How can we present the truth about Jesus to a world that rejects all truth claims as arbitrary? Can we find way to engage in meaningful conversation without appearing arrogant or manipulative? Can we witness to the gospel without simply enlisting in the ongoing "culture wars"?
Curtis Chang has found a unique way to address these pressing questions of our age. He argues that similar challenges confronted Christians at two key moments in church history and stimulated creative responses by two monumental thinkers. Augustine (AD 413) faced a fragmenting society where pagans accused Christians of causing the mounting social ills afflicting Rome. Thomas Aquinas (AD 1259) pondered the disorienting Muslim challenge that provoked most medieval Christians to crusade rather than converse. Through a careful study of Augustine's City of God and Aquinas's Summa Contra Gentiles, Chang argues that both followed a brilliant rhetorical strategy for engaging unbelief.

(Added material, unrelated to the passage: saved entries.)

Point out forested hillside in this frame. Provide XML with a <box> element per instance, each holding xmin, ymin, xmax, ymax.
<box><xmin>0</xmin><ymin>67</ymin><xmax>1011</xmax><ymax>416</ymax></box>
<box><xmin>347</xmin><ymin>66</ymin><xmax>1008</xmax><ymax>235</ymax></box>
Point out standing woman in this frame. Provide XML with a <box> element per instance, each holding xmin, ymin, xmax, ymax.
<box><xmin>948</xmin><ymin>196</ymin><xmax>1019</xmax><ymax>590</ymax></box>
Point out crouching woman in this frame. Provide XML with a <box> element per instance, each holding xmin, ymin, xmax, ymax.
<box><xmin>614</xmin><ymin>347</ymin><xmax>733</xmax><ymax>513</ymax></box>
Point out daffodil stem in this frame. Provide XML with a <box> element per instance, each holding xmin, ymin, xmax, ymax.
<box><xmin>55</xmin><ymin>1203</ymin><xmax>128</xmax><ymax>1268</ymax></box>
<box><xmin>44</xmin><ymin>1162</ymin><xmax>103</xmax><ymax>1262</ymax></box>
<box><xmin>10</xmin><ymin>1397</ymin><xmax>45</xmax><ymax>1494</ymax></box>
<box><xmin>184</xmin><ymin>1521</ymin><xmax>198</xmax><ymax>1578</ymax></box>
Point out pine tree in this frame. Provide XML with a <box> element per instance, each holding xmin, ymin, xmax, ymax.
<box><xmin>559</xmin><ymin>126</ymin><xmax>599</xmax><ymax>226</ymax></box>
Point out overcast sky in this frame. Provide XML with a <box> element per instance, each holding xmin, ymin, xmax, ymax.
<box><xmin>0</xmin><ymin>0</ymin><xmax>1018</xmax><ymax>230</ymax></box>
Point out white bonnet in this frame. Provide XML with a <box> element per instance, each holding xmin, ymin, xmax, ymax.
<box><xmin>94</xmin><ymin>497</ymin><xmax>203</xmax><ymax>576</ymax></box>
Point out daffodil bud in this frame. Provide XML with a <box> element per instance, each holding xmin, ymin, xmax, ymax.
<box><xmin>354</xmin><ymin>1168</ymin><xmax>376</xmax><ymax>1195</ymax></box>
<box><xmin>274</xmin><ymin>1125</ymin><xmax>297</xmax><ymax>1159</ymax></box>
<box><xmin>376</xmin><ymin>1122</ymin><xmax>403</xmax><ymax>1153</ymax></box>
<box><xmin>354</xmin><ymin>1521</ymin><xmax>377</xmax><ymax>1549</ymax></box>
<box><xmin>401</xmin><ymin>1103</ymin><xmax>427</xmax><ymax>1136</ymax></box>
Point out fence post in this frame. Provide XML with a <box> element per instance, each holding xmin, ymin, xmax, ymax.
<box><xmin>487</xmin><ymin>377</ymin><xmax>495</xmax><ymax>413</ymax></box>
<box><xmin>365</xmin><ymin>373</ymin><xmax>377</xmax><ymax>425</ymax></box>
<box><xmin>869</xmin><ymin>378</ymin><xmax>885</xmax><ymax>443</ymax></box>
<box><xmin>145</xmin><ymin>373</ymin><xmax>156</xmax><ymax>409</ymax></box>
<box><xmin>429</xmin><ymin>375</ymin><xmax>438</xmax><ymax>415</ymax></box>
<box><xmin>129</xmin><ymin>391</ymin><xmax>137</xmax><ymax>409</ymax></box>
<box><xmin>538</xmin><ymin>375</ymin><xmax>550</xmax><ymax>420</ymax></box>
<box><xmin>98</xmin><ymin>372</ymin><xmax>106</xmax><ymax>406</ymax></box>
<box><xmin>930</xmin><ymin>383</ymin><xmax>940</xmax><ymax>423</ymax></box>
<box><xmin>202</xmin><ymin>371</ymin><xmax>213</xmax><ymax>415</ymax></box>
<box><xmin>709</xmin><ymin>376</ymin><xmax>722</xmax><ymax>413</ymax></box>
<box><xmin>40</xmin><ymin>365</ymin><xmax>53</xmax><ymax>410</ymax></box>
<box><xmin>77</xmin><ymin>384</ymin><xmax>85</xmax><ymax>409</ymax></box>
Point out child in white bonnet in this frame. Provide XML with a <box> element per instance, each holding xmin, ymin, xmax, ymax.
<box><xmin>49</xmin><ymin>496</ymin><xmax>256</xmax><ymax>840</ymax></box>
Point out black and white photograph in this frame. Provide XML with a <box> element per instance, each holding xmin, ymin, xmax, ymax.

Such a captivating strategy is critical in our cultural context where Christian witness seems as difficult as ever. Connecting these ancient writers to the contemporary analysis of thinkers like Alasdair MacIntyre, James Davison Hunter, Lesslie Newbigin, and Stanley Hauerwas, Chang puts forth his own bold recommendations for Christian rhetoric in the twenty-first century.
This book will be of vital interest to a wide audience. Scholars will find a fresh reading of these important texts. Pastors and teachers of evangelism and apologetics will discover crucial resources from our Christian past. And all Christians seeking a faithful strategy for communicating the gospel will receive inspiration and hope for today.